Olivia Oliverio – Calgary, Alberta

My name is Olivia Oliverio and I am a 24-year-old from Calgary, Alberta.

I graduated in 2018 from the Southern Alberta Institute of Technology (SAIT) with a Bachelor’s in Business Administration, majoring in accounting. Although my love for numbers has led me to my current occupation as an accountant at an accounting firm in Calgary, my true passion in life has always been dance. I have been dancing since I was 3 years old and I cannot seem to stop – despite the fact that I’ve been living with life-threatening rare diseases for nearly a decade.

My medical journey started in 2011 when I was diagnosed with Aplastic Anemia, a fancy way of saying that my bone marrow was not doing what it is supposed to. My diagnosis came just a few weeks before starting high school. Adjusting to high school, making new friends, keeping up grades and participating in after-school activities is hard enough for a normal teenager, let alone one with a life-threatening illness to deal with. The extreme fatigue I experienced as a symptom of my illness made it difficult to complete the most basic daily activities. My biggest enemy was a flight of stairs – something that healthy people do not think twice about – was a great feat to me. As I reflect on this time of my life it is difficult to re-live those moments where I struggled to adjust both physically and mentally.

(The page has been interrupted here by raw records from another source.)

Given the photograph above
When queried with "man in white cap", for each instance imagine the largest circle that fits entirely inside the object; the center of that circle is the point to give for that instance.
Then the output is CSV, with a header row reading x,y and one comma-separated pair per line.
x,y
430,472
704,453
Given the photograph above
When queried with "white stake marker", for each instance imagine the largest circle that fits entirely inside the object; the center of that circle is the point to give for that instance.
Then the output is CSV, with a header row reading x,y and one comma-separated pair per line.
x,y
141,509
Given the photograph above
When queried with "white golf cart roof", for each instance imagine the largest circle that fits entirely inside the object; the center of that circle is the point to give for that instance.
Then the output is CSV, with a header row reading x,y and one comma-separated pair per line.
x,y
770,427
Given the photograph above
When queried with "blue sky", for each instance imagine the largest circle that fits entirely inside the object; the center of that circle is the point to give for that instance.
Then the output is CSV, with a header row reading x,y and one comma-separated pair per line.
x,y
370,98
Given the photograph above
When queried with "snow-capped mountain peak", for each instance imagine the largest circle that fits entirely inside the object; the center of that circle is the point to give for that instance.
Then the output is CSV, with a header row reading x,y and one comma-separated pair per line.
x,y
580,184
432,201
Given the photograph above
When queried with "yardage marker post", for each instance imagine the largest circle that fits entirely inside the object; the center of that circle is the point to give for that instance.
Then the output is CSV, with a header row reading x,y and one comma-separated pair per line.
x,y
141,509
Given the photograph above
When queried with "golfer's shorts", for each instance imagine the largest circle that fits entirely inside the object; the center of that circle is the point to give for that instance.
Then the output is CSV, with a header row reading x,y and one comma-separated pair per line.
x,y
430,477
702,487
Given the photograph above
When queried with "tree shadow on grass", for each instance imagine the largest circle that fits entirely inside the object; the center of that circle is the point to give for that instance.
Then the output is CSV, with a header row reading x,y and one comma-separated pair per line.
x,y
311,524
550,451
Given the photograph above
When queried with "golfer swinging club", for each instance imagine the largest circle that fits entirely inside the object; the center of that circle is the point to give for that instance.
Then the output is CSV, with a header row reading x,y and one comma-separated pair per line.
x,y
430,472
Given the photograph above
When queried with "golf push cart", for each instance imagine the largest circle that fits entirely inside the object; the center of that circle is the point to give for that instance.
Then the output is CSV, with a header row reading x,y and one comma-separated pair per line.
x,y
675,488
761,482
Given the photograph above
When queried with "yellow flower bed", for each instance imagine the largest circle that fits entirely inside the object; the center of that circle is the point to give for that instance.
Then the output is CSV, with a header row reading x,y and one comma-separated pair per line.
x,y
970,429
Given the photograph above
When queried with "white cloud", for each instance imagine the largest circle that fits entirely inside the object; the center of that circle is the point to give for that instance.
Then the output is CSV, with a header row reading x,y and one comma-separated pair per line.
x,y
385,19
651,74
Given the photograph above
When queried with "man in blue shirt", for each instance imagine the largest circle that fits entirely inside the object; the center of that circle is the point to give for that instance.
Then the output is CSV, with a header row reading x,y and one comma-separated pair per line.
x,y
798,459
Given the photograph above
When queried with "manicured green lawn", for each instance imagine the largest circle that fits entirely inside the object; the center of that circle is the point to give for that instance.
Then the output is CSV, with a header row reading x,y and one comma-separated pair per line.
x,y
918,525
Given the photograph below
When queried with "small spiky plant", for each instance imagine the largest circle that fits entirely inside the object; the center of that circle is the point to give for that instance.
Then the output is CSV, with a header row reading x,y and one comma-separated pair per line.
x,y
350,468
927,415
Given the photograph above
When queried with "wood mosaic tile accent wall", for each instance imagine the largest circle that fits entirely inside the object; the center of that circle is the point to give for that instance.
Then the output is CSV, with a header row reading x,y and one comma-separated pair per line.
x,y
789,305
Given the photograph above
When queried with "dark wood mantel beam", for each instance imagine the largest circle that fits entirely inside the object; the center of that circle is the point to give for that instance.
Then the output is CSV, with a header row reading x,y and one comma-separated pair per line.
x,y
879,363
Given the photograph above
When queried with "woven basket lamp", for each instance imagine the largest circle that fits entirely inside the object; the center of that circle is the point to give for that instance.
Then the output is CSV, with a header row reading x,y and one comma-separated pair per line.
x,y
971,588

Although the situation was not ideal, I made it through high school and two rounds of treatment for my Aplastic Anemia, as I had relapsed in 2014. After my second treatment, I led a relatively normal life until I was faced with another medical issue. In 2017, I was diagnosed with a very rare and debilitating disease of the bone marrow that affects the blood and major organs known as Paroxysmal nocturnal hemoglobinuria, or PNH.  I had to adjust my lifestyle to deal with the new adversities I was forced to face by my illness. I learned the hard way that the only approved treatment for PNH in Canada at the time Soliris (eculizumab) –  had stopped being effective for me, when I was participating in a dance competition in Edmonton and my hemoglobin dropped significantly. To this day, I still don’t know how I competed on stage with a hemoglobin of 50 (as most people don’t usually get to experience a hemoglobin of 50, it feels like the life has been sucked out of you and you are left with a throbbing head and a heart beating so fast it’s like you just ran a marathon). I felt so alone. I had an extremely rare disease and now the only treatment for it was no longer working. This was something even my doctor had never had one of his patients experience before.

After about a year and a half of living from blood transfusion to blood transfusion, a new clinical trial came to Canada that was made for people exactly like me. I was quickly registered for the trial and started receiving the medication that turned my life around. The medication was so effective that I now lead a relatively normal life.

The proposed changes to the Regulations governing the Patented Medicine Prices Review Board (PMPRB) and the regulation of drug prices in Canada would inhibit my access to the only medication that allows me to continue living. In addition, this prevents new clinical trial sites from opening in Canada which could help others like me. If I am unable to receive my medication, the ramifications are detrimental and even deadly. Without access to my current treatment, I would need constant blood transfusions to keep me at a “livable” level.  My productivity in all aspects in my life would decline as I would be so fatigued that the simplest of tasks would seem impossible. I would not be able to think clearly and focus which would have a negative impact on my job. My want and ability to go out and be social would decrease significantly, impacting my relationships and my mental well-being. I would not be able to do one of the most important things in my life, dance. Without access to my medication, I would not have the energy to dance.

I have lived the life without proper treatment, and I do not want to regress. I would have to face unnecessary barriers that I know I do not have to face because there is a treatment out there that works for me.  After living with life-threatening rare diseases for nearly a decade, I have received countless medications through public funding that if I were not able to receive, I would not be here today. In short, access to my current medication is vital to my life.